Concerns about the novel coronavirus appear to be influencing release decisions even for immigrants who aren’t medically vulnerable. On Friday, an immigration judge at Adelanto granted a $7,500 bond for a Cameroonian asylum seeker in light of the pandemic. The man’s lawyer, Robyn Barnard of Human Rights First, said the same judge had denied his asylum case a month ago, which she is appealing.
Barnard said her client, who has been detained for seven months, fled Cameroon after being assaulted in a homophobic hate crime that led to his boyfriend’s death, after which police issued a warrant for her client’s arrest in accordance with the country’s anti-gay laws. Barnard submitted additional support for his bond last week related to the virus, including Judge Hatter’s March 27 decision ordering the release of Bravo.

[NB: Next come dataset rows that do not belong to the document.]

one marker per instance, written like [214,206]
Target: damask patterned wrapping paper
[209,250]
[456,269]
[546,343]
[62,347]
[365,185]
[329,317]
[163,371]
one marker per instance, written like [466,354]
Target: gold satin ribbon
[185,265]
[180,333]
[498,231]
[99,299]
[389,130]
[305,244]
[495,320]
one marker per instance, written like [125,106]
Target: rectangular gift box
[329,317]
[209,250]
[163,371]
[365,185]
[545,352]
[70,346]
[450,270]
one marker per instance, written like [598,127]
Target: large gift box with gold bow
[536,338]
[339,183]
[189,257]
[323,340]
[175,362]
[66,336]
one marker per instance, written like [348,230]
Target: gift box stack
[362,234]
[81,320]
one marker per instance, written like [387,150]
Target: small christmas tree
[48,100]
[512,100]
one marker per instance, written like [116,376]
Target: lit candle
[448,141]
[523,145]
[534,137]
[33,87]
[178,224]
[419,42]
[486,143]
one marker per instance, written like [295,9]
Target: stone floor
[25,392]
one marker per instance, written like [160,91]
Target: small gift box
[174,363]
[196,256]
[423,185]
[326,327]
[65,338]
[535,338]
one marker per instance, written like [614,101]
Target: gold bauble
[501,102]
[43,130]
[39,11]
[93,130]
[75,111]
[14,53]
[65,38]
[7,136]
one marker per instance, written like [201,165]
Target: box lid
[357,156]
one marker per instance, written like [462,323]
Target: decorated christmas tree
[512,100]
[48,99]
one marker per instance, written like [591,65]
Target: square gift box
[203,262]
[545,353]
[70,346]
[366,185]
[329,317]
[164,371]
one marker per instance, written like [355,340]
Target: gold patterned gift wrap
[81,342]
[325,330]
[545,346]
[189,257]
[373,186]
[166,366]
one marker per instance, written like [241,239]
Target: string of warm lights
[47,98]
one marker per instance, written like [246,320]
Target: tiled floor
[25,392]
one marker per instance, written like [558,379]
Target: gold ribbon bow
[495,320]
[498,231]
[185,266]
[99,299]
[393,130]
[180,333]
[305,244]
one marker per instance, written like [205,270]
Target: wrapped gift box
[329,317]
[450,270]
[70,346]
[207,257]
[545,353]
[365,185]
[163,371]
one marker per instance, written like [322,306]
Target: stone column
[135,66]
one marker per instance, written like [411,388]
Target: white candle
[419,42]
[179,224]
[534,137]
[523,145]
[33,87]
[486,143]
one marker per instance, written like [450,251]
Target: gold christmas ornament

“Given the court has been saying that conditions at Adelanto are generally not safe, hopefully we’ll see some cases coming soon for people who don’t necessarily have high-risk medical conditions,” she said. “Having anyone in these prisons that is eligible for release otherwise is really stupid at this point. ICE should be doing everything they can to alleviate the burden on our hospitals. San Bernardino County isn’t an area that has a ton of ICU beds.”
On Friday afternoon, an asylum seeker from El Salvador held at Otay Mesa Detention Center called a toll-free hotline run by the nonprofit Freedom for Immigrants.

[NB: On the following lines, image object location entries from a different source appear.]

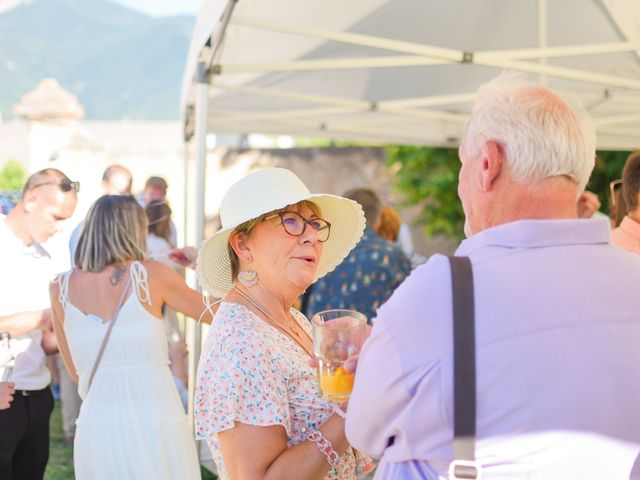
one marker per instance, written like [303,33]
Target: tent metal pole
[194,333]
[542,35]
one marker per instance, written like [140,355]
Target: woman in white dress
[161,249]
[131,424]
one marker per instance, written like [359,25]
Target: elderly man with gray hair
[557,362]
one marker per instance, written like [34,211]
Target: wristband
[323,445]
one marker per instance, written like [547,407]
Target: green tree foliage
[428,177]
[608,167]
[12,176]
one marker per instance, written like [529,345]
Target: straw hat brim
[347,220]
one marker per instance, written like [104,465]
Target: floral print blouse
[251,372]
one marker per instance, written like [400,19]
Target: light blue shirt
[558,359]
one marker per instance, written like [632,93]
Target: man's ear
[238,242]
[491,164]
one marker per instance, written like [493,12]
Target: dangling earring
[248,279]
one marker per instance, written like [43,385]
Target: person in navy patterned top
[369,275]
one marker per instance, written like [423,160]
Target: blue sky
[159,8]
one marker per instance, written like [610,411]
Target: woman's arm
[58,320]
[171,289]
[260,453]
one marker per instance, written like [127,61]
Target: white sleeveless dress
[132,424]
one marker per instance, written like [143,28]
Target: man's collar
[630,226]
[540,233]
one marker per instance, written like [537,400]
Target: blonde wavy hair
[115,231]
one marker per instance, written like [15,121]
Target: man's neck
[544,201]
[16,222]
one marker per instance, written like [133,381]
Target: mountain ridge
[119,62]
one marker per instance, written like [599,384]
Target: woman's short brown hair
[390,222]
[115,231]
[246,229]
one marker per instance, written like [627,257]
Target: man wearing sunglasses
[49,197]
[369,274]
[627,235]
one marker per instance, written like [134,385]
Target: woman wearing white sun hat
[258,404]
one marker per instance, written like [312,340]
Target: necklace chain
[253,302]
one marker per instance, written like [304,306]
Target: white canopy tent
[397,71]
[404,71]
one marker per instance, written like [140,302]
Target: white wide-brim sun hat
[265,191]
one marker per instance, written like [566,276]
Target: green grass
[60,466]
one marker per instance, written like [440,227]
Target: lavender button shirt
[558,359]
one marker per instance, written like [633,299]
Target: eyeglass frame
[64,185]
[305,221]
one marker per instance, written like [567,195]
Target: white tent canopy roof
[404,71]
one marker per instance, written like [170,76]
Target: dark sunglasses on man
[64,185]
[613,188]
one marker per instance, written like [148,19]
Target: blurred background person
[391,228]
[116,180]
[627,234]
[369,274]
[131,423]
[389,225]
[155,191]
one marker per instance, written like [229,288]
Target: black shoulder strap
[464,360]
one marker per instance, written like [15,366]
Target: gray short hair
[115,231]
[542,134]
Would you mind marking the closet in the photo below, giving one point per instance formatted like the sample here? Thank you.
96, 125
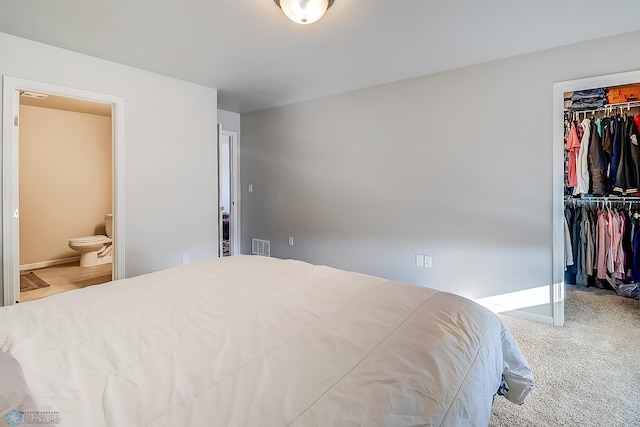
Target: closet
602, 188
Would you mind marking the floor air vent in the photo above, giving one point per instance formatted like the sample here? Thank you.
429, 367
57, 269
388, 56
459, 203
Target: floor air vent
260, 247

He has cancer, he told Cynthia Galaz, director of the hotline, and he and 13 other people with health issues had been quarantined for more than a week. The man knew that two employees at the facility had tested positive for the virus and said he doesn’t believe that officials there are prepared for an outbreak.
“With this whole situation, though I have a lot of faith in God, I’m also human,” he said.
Later, a Guatemalan man with pneumonia called from Otay Mesa. He complained that the air conditioning blasting through the facility had worsened his cough.
“I am afraid for my life,” he said. “It would be terrible if we died inside here without seeing our families.”